In my opinion, only the philosophical training of the scientist, and its application to the activity he exercises, can bring the dialogue of Philosophy and science, and therefore of reason and faith, out of the impasse in which it finds itself. There is only dialogue between those who speak the same language. If the Philosophy has to dialogue with the sciences, it is not only for the same reason that it has to give a reason for all reality, but also because physicists have philosophical interests. That is why it seems appropriate to demand that scientists consciously and fully cultivate the Philosophy, as the best way to establish the instructions in order to achieve the unification of their own disciplines with other sciences and with reality. Perhaps this attitude will, in the process, awaken philosophers and bring us out of the literary reverie in which we often find ourselves. Perhaps this is the way to a scientific revolution that will finally put things in their proper place.

Notes

  1. Cf. Aristotle, Metaphysics, III, 2, 996a34-35; Thomas Aquinas, Summa Theologiae, I, q. 5, a. 3.
  2. In any case, there are ways of conceiving laws, particularly in the field of human sciences, which do not contradict freedom. Cfr. Rubio de Urquía, R., "La encíclica Sollicitudo rei socialis y los sistemas de organización de la actividad económica", in programs of study sobre la encíclica "Sollicitudo rei socialis", Unión publishing house, Madrid 1990, p. 252.
  3. Cf. Mason, S. F., Historia de la ciencia, 3, Alianza, Madrid 1987, pp. 43-44.
  4. See, for example, Popper, K., Búsqueda sin término, Tecnos, Madrid 1977.

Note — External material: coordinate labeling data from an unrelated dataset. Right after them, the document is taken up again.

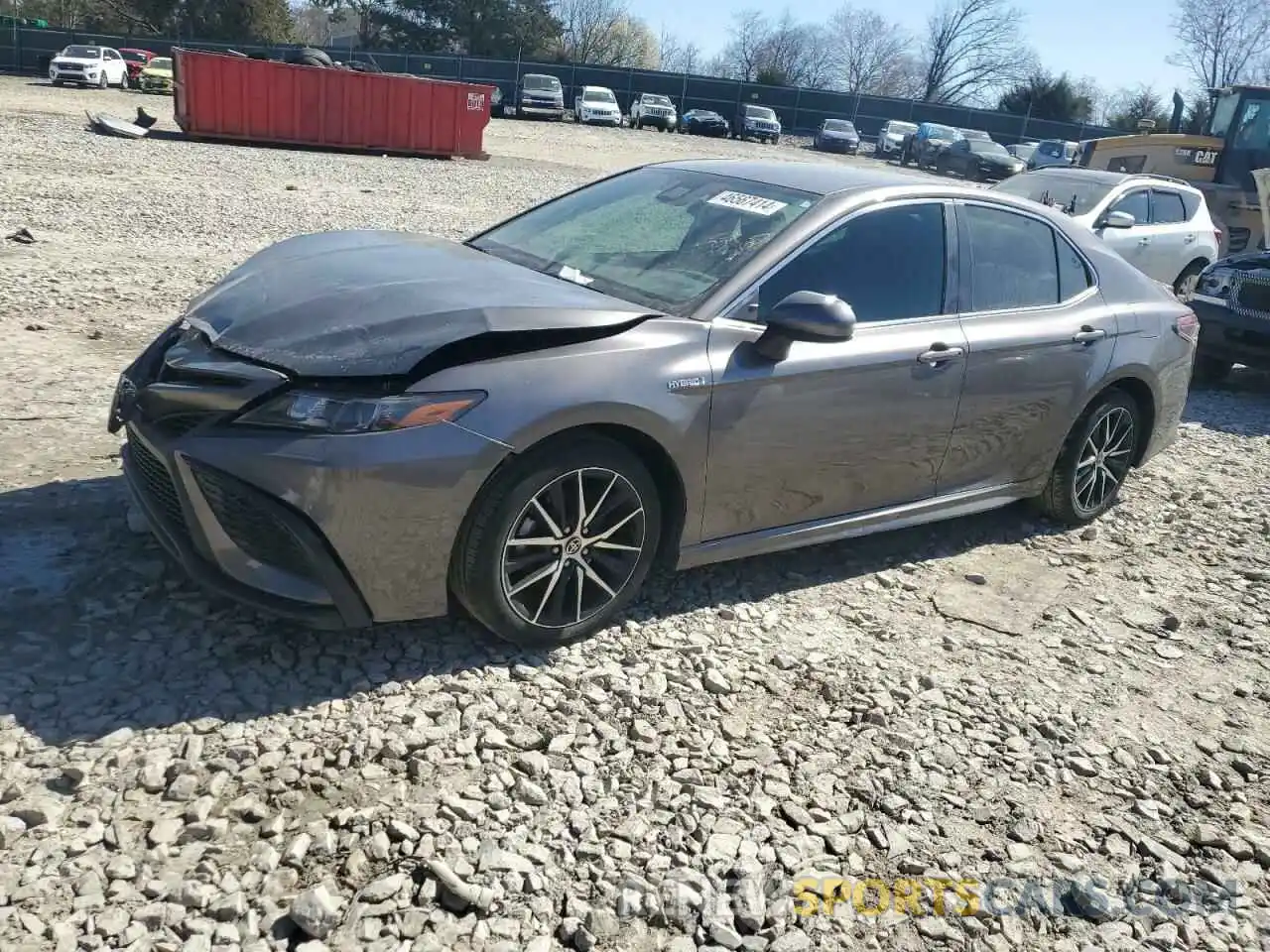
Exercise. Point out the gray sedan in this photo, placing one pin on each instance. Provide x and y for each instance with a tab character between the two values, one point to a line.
677	365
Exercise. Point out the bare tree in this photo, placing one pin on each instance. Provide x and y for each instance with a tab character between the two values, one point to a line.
870	50
743	56
1220	40
973	48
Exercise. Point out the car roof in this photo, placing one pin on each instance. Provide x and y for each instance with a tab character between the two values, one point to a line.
821	178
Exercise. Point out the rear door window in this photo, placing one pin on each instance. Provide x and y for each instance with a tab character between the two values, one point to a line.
1135	203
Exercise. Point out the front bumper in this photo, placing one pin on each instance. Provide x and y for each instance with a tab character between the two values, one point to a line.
1227	335
335	532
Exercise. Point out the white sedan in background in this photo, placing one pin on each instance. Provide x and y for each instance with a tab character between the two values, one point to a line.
89	66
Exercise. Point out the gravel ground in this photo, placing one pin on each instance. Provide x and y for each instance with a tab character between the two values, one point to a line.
1067	720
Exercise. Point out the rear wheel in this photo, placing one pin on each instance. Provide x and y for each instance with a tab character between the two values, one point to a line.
559	542
1207	371
1093	462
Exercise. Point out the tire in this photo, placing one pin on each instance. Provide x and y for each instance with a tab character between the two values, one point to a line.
504	509
1209	371
1185	282
1111	424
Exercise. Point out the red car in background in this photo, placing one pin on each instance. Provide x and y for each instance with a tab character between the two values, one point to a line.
137	60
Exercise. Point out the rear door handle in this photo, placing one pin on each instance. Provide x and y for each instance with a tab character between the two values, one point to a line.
939	353
1087	334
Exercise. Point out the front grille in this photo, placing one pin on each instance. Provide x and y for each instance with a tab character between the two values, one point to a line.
157	483
1251	296
252	521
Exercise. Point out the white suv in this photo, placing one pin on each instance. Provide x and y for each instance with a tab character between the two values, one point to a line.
89	66
1160	225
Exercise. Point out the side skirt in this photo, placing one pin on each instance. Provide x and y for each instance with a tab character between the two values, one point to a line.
812	534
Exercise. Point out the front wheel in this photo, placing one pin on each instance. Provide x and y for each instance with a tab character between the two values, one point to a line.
1093	462
559	542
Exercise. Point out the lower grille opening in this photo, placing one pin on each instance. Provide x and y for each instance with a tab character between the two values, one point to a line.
155	481
250	520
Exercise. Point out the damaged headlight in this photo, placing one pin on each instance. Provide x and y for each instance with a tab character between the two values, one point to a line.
331	413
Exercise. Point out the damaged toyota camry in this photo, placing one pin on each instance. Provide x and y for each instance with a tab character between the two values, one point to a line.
677	365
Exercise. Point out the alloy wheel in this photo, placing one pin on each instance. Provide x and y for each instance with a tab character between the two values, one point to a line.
1103	460
572	547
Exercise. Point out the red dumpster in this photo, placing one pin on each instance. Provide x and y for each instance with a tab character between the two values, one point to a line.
261	100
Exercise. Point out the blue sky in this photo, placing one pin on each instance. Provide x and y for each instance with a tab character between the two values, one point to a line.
1116	42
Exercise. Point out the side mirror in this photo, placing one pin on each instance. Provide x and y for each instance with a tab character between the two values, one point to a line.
1118	220
808	316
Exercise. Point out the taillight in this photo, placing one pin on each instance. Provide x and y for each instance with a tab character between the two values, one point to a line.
1188	327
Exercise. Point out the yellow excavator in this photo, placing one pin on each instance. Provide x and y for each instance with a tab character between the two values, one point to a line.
1219	163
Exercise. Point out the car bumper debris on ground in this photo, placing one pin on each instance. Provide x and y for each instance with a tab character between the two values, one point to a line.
987	734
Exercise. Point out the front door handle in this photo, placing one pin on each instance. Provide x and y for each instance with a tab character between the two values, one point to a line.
1088	334
939	353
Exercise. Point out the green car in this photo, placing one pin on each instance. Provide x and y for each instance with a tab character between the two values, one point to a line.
157	77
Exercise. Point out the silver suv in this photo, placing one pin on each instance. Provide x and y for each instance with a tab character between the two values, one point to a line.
1160	225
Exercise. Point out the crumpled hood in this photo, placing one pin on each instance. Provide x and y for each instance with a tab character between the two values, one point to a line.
367	303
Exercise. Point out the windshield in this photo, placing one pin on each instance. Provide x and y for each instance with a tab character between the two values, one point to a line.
1058	188
545	82
657	236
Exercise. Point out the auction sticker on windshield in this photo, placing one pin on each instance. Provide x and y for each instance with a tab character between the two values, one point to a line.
754	204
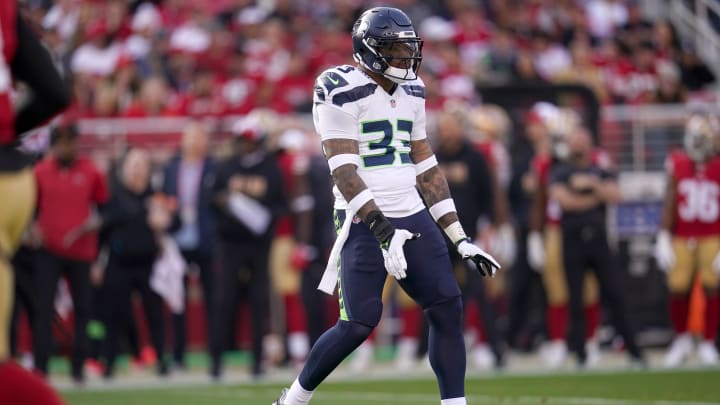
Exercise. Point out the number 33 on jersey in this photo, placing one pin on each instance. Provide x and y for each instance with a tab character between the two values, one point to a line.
697	189
350	105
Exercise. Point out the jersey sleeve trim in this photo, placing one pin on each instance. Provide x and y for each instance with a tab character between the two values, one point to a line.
414	90
354	94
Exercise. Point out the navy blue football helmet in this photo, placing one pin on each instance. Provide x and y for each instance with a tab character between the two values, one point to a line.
385	42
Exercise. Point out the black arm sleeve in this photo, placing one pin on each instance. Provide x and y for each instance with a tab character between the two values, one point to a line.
32	64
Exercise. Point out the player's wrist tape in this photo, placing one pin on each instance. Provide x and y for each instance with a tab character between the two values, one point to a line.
441	208
455	232
380	226
425	165
359	200
344	159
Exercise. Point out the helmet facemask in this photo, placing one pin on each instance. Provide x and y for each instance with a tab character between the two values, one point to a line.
397	59
699	139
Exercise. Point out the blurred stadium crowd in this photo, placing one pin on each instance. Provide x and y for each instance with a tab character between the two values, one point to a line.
164	223
204	58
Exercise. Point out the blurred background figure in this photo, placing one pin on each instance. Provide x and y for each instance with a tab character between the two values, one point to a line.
688	246
545	249
471	184
291	252
133	221
583	190
24	60
248	198
70	189
188	178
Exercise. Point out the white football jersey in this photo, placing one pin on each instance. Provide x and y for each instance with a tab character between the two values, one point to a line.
349	104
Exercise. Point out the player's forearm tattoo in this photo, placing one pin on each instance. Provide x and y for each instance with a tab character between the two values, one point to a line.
434	188
345	177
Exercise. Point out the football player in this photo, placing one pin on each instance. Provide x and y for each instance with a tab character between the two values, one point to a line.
371	119
545	240
689	239
23	58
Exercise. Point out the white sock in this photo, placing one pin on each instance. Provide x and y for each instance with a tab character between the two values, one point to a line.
453	401
298	345
297	395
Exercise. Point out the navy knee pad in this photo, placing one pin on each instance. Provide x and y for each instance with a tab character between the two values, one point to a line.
331	349
355	331
367	312
446	315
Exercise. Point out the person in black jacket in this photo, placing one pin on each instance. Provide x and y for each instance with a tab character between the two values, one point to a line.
248	197
188	178
584	189
131	224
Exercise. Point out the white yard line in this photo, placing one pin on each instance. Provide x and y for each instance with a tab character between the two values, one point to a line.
375	397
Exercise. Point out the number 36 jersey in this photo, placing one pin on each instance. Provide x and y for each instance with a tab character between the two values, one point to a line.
697	193
348	104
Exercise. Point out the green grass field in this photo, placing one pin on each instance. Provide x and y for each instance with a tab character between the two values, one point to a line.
691	387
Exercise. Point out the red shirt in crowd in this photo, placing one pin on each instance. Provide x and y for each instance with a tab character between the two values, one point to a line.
66	196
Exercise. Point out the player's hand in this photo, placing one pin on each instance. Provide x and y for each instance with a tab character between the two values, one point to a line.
486	264
536	251
503	245
394	255
663	251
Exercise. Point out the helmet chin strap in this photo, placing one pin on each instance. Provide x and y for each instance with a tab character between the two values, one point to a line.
398	75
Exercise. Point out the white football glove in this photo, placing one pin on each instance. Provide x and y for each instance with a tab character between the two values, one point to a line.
503	245
394	255
663	251
536	251
486	264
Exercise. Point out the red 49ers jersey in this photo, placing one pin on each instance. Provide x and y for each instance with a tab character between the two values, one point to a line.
291	165
697	194
542	166
497	159
8	45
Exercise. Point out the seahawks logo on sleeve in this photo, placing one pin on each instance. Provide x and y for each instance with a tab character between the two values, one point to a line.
341	85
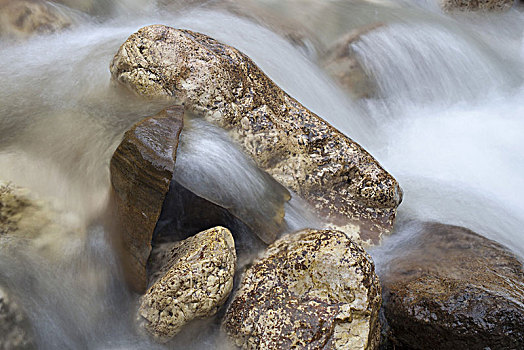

  5. Juan Arana's analysis of the often artificial separation between Philosophy natural and science is interesting in Claves del knowledge del mundo I, Kronos, Sevilla 1996, pp. 13-50.
  6. On the ethical implications of scientific activity, cf. Toulmin, S., "How Can We Reconnect the Sciences with the Foudation of Ethics" or Graham, L. R., "Commentary. The Multiple Connections between Science and Ethics: Response to Stephen Toulmin", both in Callahan, D. and Engelhardt, H. T. (eds.), The Roots of Ethics, Science, Religion, and Values, Plenum Press, New York and London, 1981; and also the commentary to these authors and the own position of Artigas, M., La mente del universo, Eunsa, Pamplona 1999.